Numbers of peripheral M1 monocytes (defined by an absence of CD163 and presence of IL-12 or MAC387) and M2 monocytes (defined by CD206 and CD163 positivity) were both significantly elevated in SAP compared to MAP patients or healthy controls (131, 132); and the numbers correlated with Acute Physiology and Chronic Health Evaluation II score (131, 132), one of commonly used composite clinical indices to predict severity of AP (133). By day 3, a higher positive M1:M2 ratio can be observed in the blood of SAP compared with MAP or healthy controls (68). Unfortunately, peripheral monocyte polarization does not appear to be useful in early differentiation of disease severity (i.e., before 48 hours after disease onset) and it remains unclear whether the relationship of disease severity and monocyte polarization is in any way causal.

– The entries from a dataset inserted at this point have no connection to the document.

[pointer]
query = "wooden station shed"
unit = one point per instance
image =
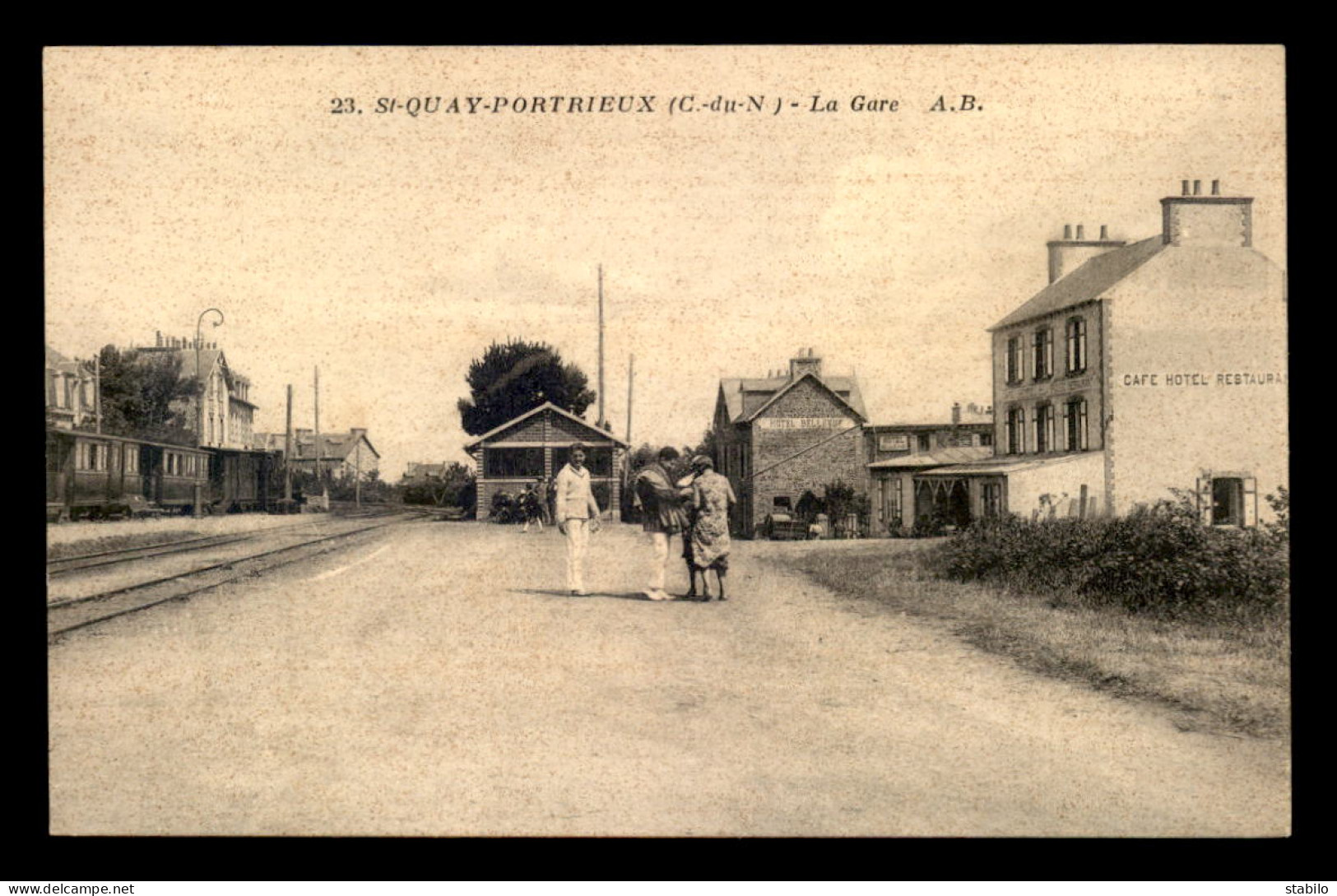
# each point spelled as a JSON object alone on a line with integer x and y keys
{"x": 536, "y": 446}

3.3. Function alterations in monocytes
Numerous human and rodent studies have demonstrated the functional variation of monocytes in AP, including alterations in activation, adhesion and phagocytosis. Distinct expression of surface markers and intracellular molecules, and differential change of elaborative regulatory pathways including gaseous signaling pathways in monocytes are associated with specific functional dysregulation such as hyperfunction or anergy, which may together serve as useful tools to assess the immune status during AP (Figure 2).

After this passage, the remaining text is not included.